If I can deal with that I could still get home and get my tuxedo and make it just in time for the concert. I really wanted to be there. I hated this consequence too. In actuality my time estimates were pretty spot on but I realized by then that I needed to rest. Real rest, not fitful scary rest.
We talked. we came up with our plan. I promised not to keep secret ranting journals anymore. I repeatedly asked my children for forgiveness, especially the teenager who I knew would be blaming himself. I discussed with my family whether I should still go on tour with the choir and they told me I should. We planned. I could see the future again. Not a lot of it yet. But seeing a future was a huge leap forward. I learned my amazing friends and family and their conversations had succeeded in penetrating my secure Facebook account and removing the awful things I put there.
I reminded myself to hide my passwords from the teenager better since it was his help that allowed the merciful hack. Now I have to type a password in whenever the screensaver comes on. Consequence.
I learned that some of my fellow choir members had guessed most of what happened. One confided their own struggles in me and it was that person I leaned on for that tour. I hope I wasn't too much of a burden. they've become like a sibling to me. Consequence.
I started this because I thought I had to, because I was worried for some of you, my friends, who had your own struggles. I am realizing at this moment, that you are the security guard. I had to focus on you to get through this but I needed to say it. I am feeling a calmness that I haven't felt for such a long time. I realize in this very moment the biggest anxiety I've been holding on to. Someone finding out my secret. That somehow you would discern what I had done, and judge me for it because I hadn't been able to explain it to you. I know now you wouldn't. But I needed to have the journey in explaining.
Lastly. Now that I have said that, you can understand me when I say I've been meeting regularly with my Stake President. Consequence.
He asks me to tell him each time about a tender mercy that I've noticed. I'm not sure how I will describe this one. As a missionary we were counseled not to go into our own past transgressions. It can take you down a dark road. Some said it killed the spirit. But sometimes we were still compelled to share.
I've said lastly and I haven't gotten to that point yet have I?
I saw only one set of footprints in the sand that day, one thing I did know, they weren't mine. There were tender mercies strewn through out it all. My friends. The security guard. The pain in my teeth, the strong warm and still, gentle, touch of my eternal companion at my side. The presence that held me and guided me and made me put down the bottle and begin to fight for my life. That moment when I realized it had always been OK to wail if the situation truly called for it. If the emotion couldn't get out any other way.

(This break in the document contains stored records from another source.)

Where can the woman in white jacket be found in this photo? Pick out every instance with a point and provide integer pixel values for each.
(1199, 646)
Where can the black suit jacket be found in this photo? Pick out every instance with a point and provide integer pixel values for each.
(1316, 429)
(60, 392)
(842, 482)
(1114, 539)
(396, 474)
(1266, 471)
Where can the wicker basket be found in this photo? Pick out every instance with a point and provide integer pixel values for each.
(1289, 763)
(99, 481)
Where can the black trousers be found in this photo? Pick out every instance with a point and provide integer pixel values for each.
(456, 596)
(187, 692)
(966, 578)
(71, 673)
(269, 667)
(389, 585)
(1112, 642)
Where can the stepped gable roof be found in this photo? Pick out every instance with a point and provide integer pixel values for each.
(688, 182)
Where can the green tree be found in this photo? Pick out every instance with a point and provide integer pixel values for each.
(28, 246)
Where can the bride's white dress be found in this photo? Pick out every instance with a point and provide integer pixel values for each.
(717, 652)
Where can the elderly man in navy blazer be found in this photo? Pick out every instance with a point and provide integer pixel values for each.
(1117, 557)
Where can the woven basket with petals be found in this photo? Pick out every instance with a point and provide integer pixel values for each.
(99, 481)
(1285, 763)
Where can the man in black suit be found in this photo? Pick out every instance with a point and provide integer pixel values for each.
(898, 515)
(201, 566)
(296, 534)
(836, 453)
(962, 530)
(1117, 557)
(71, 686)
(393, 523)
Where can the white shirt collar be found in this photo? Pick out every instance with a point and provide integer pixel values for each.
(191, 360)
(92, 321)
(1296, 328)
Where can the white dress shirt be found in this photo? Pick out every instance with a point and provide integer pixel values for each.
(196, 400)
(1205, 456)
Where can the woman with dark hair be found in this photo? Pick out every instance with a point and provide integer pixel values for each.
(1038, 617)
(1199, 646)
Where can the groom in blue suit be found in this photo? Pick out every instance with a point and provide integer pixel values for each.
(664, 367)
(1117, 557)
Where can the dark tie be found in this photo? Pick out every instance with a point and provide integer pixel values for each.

If you want to call me a fool for believing, you may. For the first time in a very long time because I have been too afraid of talking to people to do so. I testify in the tender mercies of the atonement of Christ. I testify now to you that he is real and he loves us. No matter how many times you fall. The atonement is continuous. He doesn't just give it to you once. It's there. If you like the parable of the bicycle. Understand, He isn't taking you to the store to buy it. He owns all of the bikes. He has them ready for you. Whether you bring Him a penny or a thousand dollars or the sweat of your brow. I you think you lost the bike after obtaining it. It's still there.
He owns the atonement and it's there for us. Each of us. This is my testimony.